Easy Money III: Life Deluxe - Jens Jonsson - There are not nearly enough crime films like the Easy Money flicks in the world. This trilogy of high-production-value, large-canvas, expansive-cast, serious-minded, kinetic-as-fuck films based on the novels by Jens Lapidus will be a high-water mark for global crime aficionados for decades. The first two installments seem to be easier to come by - if you've not yet completed the trilogy, here's your chance. It ends strong.
Elite Squad 2: The Enemy Within - Jose Padilha - Similarly Padilha's Elite Squad films satisfy on many levels and sport titles just about as bad as the Easy Money films. Imagine a James Ellroy police corruption saga set in Rio de Janeiro and starring Wagner Moura (Pablo Escobar from Narcos). These films rock and honestly, they don't have to be watched in order.

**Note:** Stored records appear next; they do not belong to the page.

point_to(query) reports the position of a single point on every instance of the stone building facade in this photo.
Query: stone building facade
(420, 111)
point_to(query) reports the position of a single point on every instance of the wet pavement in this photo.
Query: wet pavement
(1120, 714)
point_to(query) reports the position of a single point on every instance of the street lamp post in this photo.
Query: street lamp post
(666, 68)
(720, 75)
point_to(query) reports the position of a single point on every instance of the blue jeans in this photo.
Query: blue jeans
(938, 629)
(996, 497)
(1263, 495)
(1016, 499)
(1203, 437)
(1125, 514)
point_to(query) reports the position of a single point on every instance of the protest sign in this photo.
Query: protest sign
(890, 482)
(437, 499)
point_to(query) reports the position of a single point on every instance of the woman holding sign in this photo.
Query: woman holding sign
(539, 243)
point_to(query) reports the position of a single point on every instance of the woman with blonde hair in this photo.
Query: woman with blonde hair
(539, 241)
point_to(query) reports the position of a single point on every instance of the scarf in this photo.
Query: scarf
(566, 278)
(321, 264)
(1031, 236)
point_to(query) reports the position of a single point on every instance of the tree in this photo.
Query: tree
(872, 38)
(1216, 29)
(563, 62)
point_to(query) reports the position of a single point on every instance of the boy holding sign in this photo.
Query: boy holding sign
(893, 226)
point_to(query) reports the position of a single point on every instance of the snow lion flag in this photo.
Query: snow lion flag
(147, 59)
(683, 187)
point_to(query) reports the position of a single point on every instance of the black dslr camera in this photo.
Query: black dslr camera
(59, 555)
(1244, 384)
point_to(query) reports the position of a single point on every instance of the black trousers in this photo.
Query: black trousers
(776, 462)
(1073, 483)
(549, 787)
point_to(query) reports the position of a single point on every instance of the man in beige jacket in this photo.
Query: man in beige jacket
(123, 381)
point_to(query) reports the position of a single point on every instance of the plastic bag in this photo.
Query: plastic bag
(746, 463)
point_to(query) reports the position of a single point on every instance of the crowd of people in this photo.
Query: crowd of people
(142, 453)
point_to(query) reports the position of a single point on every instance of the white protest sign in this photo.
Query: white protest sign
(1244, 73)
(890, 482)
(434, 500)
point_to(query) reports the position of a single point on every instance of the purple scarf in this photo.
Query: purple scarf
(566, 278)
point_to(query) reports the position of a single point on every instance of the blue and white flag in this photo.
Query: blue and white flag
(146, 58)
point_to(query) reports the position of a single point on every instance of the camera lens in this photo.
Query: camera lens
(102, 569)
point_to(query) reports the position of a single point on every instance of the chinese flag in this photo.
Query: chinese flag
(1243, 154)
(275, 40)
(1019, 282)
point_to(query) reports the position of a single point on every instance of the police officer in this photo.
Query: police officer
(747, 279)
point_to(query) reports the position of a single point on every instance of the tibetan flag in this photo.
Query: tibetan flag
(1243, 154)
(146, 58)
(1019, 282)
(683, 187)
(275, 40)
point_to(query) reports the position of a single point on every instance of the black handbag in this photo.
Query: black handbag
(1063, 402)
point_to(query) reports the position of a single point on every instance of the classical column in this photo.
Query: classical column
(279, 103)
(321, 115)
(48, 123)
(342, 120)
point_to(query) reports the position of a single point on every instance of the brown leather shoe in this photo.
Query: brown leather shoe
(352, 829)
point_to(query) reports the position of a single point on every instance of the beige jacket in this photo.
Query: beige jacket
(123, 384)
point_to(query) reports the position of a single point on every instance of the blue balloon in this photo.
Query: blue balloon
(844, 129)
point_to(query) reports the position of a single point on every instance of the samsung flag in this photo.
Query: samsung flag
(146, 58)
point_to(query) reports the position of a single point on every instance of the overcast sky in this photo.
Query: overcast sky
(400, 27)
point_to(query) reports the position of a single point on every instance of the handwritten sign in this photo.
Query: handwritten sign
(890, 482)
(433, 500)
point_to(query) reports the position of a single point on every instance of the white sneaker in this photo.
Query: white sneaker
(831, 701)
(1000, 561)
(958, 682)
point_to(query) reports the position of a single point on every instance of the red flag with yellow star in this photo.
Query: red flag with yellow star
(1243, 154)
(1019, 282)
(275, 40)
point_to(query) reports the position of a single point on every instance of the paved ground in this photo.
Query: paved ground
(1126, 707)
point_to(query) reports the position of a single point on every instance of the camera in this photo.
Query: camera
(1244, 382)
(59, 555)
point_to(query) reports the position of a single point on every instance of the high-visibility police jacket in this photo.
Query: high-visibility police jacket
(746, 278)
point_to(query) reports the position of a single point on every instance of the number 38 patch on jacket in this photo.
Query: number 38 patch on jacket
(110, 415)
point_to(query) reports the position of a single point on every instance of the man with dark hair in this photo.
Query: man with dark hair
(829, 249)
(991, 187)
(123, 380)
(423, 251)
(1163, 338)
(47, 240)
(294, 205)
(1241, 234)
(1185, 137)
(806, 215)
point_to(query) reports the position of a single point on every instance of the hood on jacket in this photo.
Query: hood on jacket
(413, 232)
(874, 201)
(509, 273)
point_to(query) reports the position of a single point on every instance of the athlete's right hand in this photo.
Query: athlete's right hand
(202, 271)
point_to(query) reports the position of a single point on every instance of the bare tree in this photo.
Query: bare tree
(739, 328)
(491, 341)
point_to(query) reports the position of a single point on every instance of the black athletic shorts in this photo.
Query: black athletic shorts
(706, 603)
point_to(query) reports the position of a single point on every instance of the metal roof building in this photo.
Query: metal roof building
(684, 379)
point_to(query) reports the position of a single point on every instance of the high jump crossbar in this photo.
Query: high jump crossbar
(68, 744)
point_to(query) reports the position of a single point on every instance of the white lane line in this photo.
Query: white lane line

Don't be afraid to watch the second if you've not seen the first.

Gomorrah - Matteo Garrone - If you watched Suburra on Netflix and you have to get more like that this one will fucking destroy you. Corruption so dense you're already compromised. Morally devastating and artfully pitiless, this is the nightmare of today.

The Baader Meinhoff Complex - Uli Edel - The late aughties produced a very special crop of 20th century historical, political, true-crime flicks - morally ambiguous, complex, beautifully rendered and just so sumptuous (Olivier Assayas's Carlos, Jean-Francois Richet's Mesrine films, Paolo Sorrentino's Il Divo, Steven Soderbergh's Che films, hell even Steven Spielberg's Munich) and this one about the German revolutionary group's origins and exploits stands right alongside the best of the period... or the last 20 years. Period.

La Haine - Mathieu Kassovitz - Calling it 1990's French Mean Streets is probably too condescending, but also seems as suitably brief and apt a description you might need to get you interested.
Little Fish - Rowan Woods - Alongside South Korea, Australia seems to be producing the most consistently compelling and fresh crime films in the world. This one is quieter than most, but features terrific performances from its cast who seem to be invigorated working in their homeland (Cate Blanchett, Hugo Weaving, Sam Neill). Give it a go.

Kill Me Again - John Dahl - Val Kilmer is a low-rent PI who specializes in divorce who's approached by Joanne Whalley who's got a high-risk, big-money proposition for him to keep a bunch of stolen money out of the hands of Michael Madsen, her psychotic husband. Dahl's debut heralded the arrival of a major noir talent and still crackles today.